By Francesco Evangelista, Sam L. Thomas, Alex Matrosov
Software and its supply chain are becoming increasingly complex, with developers relying more and more on third-party frameworks and libraries to ship fast and fulfill business objectives. While the prevalence of such libraries and frameworks is a boon, allowing developers to focus on specific business logic as opposed to “reinventing the wheel,” these dependencies often introduce vulnerabilities into otherwise secure codebases.
This problem is compounded by the advent of AI-driven software development. We have entered a new era of scale for cyber attacks, where low-hanging targets can be compromised essentially just by facing the internet. As LLMs produce code that often depends on outdated library versions, we risk creating unmaintainable and vulnerable software that is still functionally correct. But the risk is bidirectional: the quality of reasoning and logic in AI models has progressed so quickly that they can now independently figure out exploit development based on existing knowledge, a domain previously reserved for human experts. As demonstrated by recent experiments, the only things that matter now are context (domain-specific expertise) and the velocity of access to knowledge regarding new attack classes. This shift makes identifying security issues a vital, time-sensitive part of today’s software development process.

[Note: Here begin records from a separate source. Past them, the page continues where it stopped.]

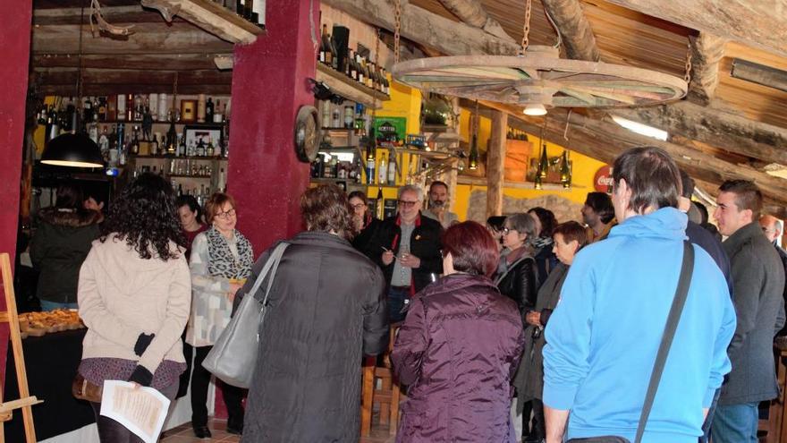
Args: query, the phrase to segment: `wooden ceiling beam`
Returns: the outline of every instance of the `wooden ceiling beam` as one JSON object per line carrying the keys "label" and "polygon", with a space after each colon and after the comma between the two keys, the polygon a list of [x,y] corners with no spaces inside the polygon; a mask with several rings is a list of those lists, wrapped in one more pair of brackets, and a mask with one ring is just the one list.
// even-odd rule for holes
{"label": "wooden ceiling beam", "polygon": [[[527,117],[517,108],[497,103],[482,104],[507,112],[509,115],[519,119],[526,131],[534,135],[540,134],[543,118]],[[469,106],[469,103],[462,102],[462,106]],[[614,122],[594,120],[577,113],[567,116],[563,113],[553,112],[546,119],[544,133],[545,139],[551,142],[610,164],[626,149],[642,145],[656,146],[667,151],[678,166],[692,177],[715,185],[730,179],[753,180],[769,204],[787,205],[787,195],[783,192],[787,181],[783,179],[746,166],[726,162],[692,148],[639,135]],[[563,134],[567,134],[567,139]]]}
{"label": "wooden ceiling beam", "polygon": [[[394,30],[394,5],[386,0],[323,0],[369,24]],[[402,5],[402,37],[448,55],[516,55],[520,46],[472,26],[457,23],[408,3]]]}
{"label": "wooden ceiling beam", "polygon": [[787,165],[787,129],[688,101],[613,114],[767,163]]}
{"label": "wooden ceiling beam", "polygon": [[[191,71],[216,69],[216,56],[232,56],[233,53],[215,54],[164,54],[138,55],[132,57],[122,55],[82,55],[83,68],[141,69],[145,71]],[[32,56],[36,68],[76,68],[80,57],[72,54],[44,54]]]}
{"label": "wooden ceiling beam", "polygon": [[690,100],[708,105],[715,96],[719,84],[719,64],[724,56],[727,39],[700,32],[689,38],[691,51],[691,80],[689,82]]}
{"label": "wooden ceiling beam", "polygon": [[560,30],[569,58],[588,62],[601,60],[596,36],[579,0],[542,0],[542,3]]}
{"label": "wooden ceiling beam", "polygon": [[440,3],[463,22],[514,43],[514,39],[503,30],[500,23],[487,13],[478,0],[440,0]]}
{"label": "wooden ceiling beam", "polygon": [[606,0],[609,3],[673,21],[724,38],[745,42],[787,56],[784,0]]}
{"label": "wooden ceiling beam", "polygon": [[732,60],[730,76],[787,92],[787,71],[747,60]]}
{"label": "wooden ceiling beam", "polygon": [[[125,38],[96,37],[90,26],[81,27],[82,54],[207,54],[233,52],[233,44],[205,32],[190,23],[137,23],[134,34]],[[79,25],[33,28],[32,55],[78,54]]]}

While there is an abundance of tools available for auditing and analyzing source code, when a dependency is shipped as a binary, few such tools exist. More often than not, developers can do little more than trust that the library or framework they’re using is free of vulnerabilities. Most existing tools for checking if binaries contain known vulnerabilities (including most binary SCA solutions) rely on scanning for version strings or simple byte patterns like YARA. Unfortunately, such an approach is ineffective when library maintainers backport fixes without updating version numbers, a scenario frequently observed in open source projects (like Lighttpd). Moreover, even when such approaches successfully identify a library version, they tell us nothing about the reachability of potentially vulnerable code paths. This results in huge numbers of false positives and provides little actionable insight.